Meg, Jo, Beth and Me

Elaine Showalter

Who would have thought it? Little Women is on the American bestseller list again, with the name ‘Winona Ryder’ over the title instead of Louisa May Alcott, as if she had written the book. But maybe Ryder deserves top billing, for pulling people into the movies to see Alcott’s March sisters updated for the Nineties. Directed by Gillian Armstrong of My Brilliant Career, with Susan Sarandon as Marmee, the film has made Alcott not only relevant but even exciting for a new generation. In the wake of its success in the States, there are a slew of novelisations, adaptations for very young readers, and even a brand-new Alcott novel on the way – an unpublished thriller called A Long Fatal Love Chase, written in 1866 and rejected then as too sensational.

Kent Bicknell, the New England headmaster who heard that the manuscript was for sale and raised the money to buy it, sees publication as an overdue act of reparation. ‘I think it’s an appropriate feminist act to restore her text to its original form,’ he told the New Yorker. ‘It was rejected by a man, who didn’t really appreciate it in the first place.’ Not even Little Women has been overwhelmed with masculine approbation. To be sure, Amory Blaine boasts in This Side of Paradise of having read it twice, but on the whole there can be no other book so loved by one sex and ignored by the other. In Memoirs of a Dutiful Daughter, Simone de Beauvoir writes: ‘There was one book in which I believed I had caught a glimpse of my future self: Little Women by Louisa May Alcott ... I identified passionately with Jo, the intellectual ... She wrote; in order to imitate her more completely, I composed two or three short stories.’ What Jean-Paul Sartre thought of Little Women has gone unrecorded.

The BBC has filmed Little Women once; Hollywood twice. The 1933 version starring Katharine Hepburn as a coltish, high-spirited Jo, won the Oscar for Best Screenplay Adaptation, and is still a critical favourite. The same screenwriting team plus Andrew Solt wrote Mervyn LeRoy’s 1949 remake, with June Allyson as Jo, Janet Leigh as Meg, Elizabeth Taylor as Amy and Margaret O’Brien as Beth. Peter Lawford played a glamorous Laurie – indeed, the screenplay describes Laurie as looking ‘not unlike our idea of Edgar Allan Poe’.

Armstrong’s Little Women is the most British and Pickwickian of the movie versions, set in a vague 19th-century neverland which seems barely American. The film was actually shot in Vancouver and, with the exception of Mary Wickes as Aunt March, the characters speak in polished mid-Atlantic accents instead of Alcott’s Yankee vernacular. Laurie’s grandfather is played by John Neville, and the scenes, whether meant for Concord, Boston or New York, have that interchangeable Merchant/Ivory, Masterpiece Theatre look.

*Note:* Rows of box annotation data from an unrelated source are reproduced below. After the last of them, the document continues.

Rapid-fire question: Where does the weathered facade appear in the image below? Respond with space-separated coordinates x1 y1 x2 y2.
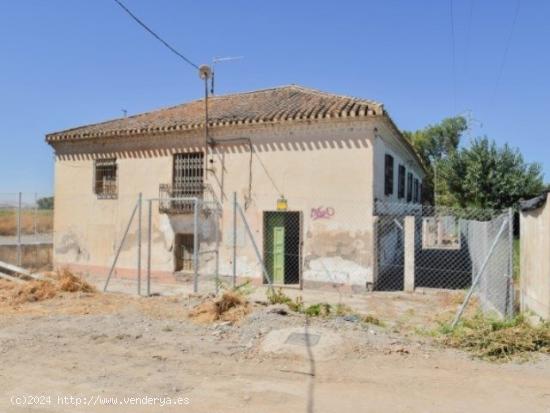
47 86 423 286
520 193 550 321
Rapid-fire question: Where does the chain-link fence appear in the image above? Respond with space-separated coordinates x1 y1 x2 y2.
0 193 53 271
374 202 514 316
12 190 514 315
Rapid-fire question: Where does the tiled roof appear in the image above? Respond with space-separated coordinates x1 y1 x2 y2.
46 85 385 143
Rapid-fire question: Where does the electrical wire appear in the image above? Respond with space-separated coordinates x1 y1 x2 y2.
490 0 521 107
449 0 456 112
114 0 199 69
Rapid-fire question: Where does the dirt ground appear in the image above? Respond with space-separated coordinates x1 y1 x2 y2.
0 278 550 413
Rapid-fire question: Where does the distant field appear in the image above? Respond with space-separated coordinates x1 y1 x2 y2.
0 208 53 236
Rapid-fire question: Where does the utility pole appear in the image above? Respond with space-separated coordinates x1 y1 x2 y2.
199 65 212 180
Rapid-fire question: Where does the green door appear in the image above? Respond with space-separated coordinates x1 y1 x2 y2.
264 211 285 284
273 227 285 284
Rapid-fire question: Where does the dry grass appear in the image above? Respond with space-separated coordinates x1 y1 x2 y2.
440 313 550 361
0 210 53 235
6 269 96 305
57 268 96 293
189 291 251 323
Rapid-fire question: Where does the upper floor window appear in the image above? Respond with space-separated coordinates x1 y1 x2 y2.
172 152 204 198
407 172 413 202
384 154 393 195
397 165 406 199
94 158 118 199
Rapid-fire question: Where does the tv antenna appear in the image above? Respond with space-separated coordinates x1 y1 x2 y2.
210 56 244 95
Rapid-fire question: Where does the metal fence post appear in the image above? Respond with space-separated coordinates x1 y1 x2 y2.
193 199 199 293
137 192 143 295
17 192 22 266
147 199 153 297
237 200 273 290
451 220 510 329
32 192 39 269
103 198 138 291
233 192 237 288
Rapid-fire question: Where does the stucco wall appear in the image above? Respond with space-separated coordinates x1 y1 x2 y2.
54 116 418 285
374 125 424 203
520 201 550 320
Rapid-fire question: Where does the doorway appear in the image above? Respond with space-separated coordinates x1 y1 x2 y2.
174 234 194 272
263 211 302 285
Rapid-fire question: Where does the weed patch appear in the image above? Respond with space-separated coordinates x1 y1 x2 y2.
437 313 550 361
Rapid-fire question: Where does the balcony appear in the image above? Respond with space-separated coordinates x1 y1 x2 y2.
159 183 218 215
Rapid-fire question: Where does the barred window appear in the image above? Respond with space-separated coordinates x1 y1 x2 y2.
397 165 406 199
407 172 413 202
384 154 393 195
173 152 204 198
94 158 118 199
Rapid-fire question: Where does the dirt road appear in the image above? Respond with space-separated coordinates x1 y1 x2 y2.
0 294 550 413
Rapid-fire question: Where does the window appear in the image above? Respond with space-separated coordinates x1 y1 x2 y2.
94 158 117 199
397 165 405 199
172 152 204 198
175 234 195 271
407 172 413 202
384 154 393 195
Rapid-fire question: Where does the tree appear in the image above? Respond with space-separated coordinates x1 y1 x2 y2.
403 116 468 203
438 137 544 209
36 196 53 209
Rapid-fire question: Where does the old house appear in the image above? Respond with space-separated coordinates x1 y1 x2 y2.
46 85 424 287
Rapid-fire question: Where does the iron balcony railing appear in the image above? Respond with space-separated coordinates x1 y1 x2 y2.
159 183 218 215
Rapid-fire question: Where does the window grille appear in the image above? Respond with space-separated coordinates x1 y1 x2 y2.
407 172 413 202
397 165 406 199
94 158 118 199
384 154 393 195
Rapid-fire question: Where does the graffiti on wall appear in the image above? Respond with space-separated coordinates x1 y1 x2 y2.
310 206 336 221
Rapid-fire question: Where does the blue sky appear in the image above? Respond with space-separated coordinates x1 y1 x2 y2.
0 0 550 193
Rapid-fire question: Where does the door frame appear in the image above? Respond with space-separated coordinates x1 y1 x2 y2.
262 210 304 289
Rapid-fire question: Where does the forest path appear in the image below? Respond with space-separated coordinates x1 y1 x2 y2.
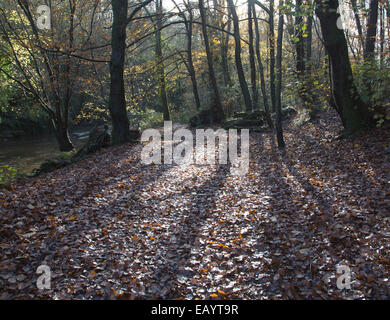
0 110 390 299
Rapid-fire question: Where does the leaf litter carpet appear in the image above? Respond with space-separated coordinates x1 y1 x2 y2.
0 113 390 299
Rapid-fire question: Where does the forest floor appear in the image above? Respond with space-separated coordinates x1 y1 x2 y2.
0 112 390 299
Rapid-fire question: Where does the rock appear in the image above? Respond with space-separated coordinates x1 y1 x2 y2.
71 125 111 162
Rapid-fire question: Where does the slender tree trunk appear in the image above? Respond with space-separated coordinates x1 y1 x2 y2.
252 3 274 129
221 9 233 87
186 10 200 111
156 0 171 121
379 5 385 68
351 0 364 52
268 0 276 112
248 1 259 109
364 0 378 60
199 0 225 123
316 0 372 134
275 1 285 149
52 114 74 152
228 0 252 111
305 14 313 70
109 0 129 144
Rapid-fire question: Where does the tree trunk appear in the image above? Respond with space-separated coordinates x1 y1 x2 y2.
248 1 259 110
109 0 129 144
268 0 276 112
364 0 378 61
252 3 274 129
351 0 364 52
186 9 200 111
316 0 372 135
228 0 252 111
52 119 74 152
156 0 171 121
221 9 233 87
275 1 285 149
199 0 225 123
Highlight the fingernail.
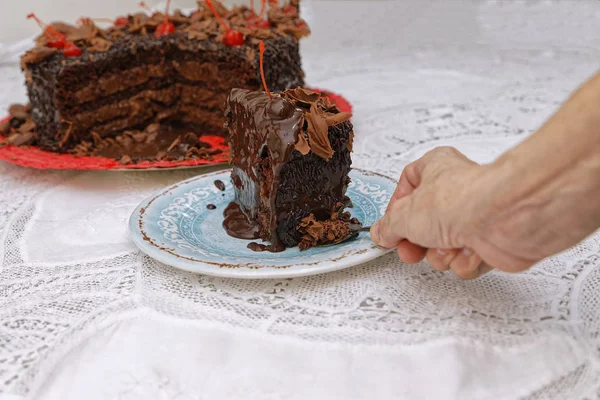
[370,222,379,243]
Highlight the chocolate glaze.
[215,179,225,192]
[226,89,352,250]
[223,202,260,240]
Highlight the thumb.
[371,195,412,249]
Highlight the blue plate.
[129,169,396,279]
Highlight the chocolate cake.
[224,88,360,251]
[7,0,309,159]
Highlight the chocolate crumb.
[246,242,285,253]
[215,179,225,192]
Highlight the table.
[0,0,600,400]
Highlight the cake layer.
[22,3,307,151]
[226,89,353,250]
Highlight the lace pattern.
[0,0,600,400]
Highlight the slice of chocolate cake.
[224,88,359,251]
[16,0,309,161]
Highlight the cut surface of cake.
[5,1,309,162]
[224,88,360,251]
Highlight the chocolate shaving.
[296,203,361,251]
[325,112,352,126]
[281,87,321,108]
[88,38,111,53]
[305,103,333,160]
[21,46,58,64]
[8,104,29,121]
[346,131,354,153]
[0,121,10,136]
[295,131,310,156]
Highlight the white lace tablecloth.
[0,0,600,400]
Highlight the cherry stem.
[258,0,267,19]
[259,40,273,100]
[165,0,171,24]
[139,1,153,14]
[27,13,65,42]
[204,0,231,32]
[91,18,115,24]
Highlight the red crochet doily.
[0,89,352,171]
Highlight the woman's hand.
[371,147,493,279]
[371,69,600,279]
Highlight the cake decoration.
[27,13,81,57]
[154,0,175,38]
[205,0,244,46]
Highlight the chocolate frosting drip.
[21,0,310,65]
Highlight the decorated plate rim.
[129,168,396,279]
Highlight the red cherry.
[115,17,129,26]
[154,22,175,38]
[46,40,65,49]
[253,19,271,28]
[223,30,244,46]
[63,42,81,57]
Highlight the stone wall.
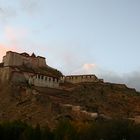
[3,51,46,67]
[61,75,99,84]
[0,67,12,82]
[29,74,59,88]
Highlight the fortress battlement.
[3,51,46,67]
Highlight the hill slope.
[0,80,140,127]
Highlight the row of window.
[66,75,96,79]
[36,75,59,82]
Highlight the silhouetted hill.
[0,82,140,127]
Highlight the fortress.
[0,51,102,88]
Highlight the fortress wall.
[3,51,23,66]
[29,75,59,88]
[37,56,46,67]
[0,67,12,82]
[65,75,99,84]
[11,71,27,83]
[3,51,46,67]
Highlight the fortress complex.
[0,51,102,88]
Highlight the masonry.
[61,74,103,84]
[0,51,60,88]
[0,51,103,88]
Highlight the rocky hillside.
[0,82,140,127]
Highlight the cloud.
[20,0,45,15]
[0,6,17,22]
[70,63,140,91]
[0,44,18,62]
[71,63,98,74]
[4,26,28,42]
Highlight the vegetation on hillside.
[0,119,140,140]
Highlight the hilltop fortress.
[0,51,103,88]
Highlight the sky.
[0,0,140,91]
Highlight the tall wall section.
[3,51,46,67]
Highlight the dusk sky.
[0,0,140,91]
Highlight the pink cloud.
[0,44,18,62]
[72,63,98,74]
[4,26,27,42]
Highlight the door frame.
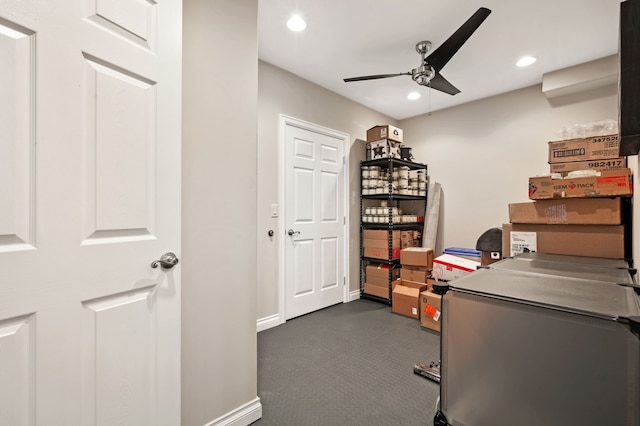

The Anglo-American effect isn’t totally off base. Both ‘Marmee’ and Louisa herself thought of the Alcott sisters as American versions of the Brontës, especially after they read Elizabeth Gaskell’s 1856 biography. ‘Read Charlotte Brontë’s life,’ Alcott confided to her journal in 1857. ‘A very interesting but sad one. So full of talent, and after working long, just as success, love and happiness come, she dies. Wonder if I shall ever be famous enough for people to care to read my story and struggles. I can’t be a C.B. But I may do a little something yet.’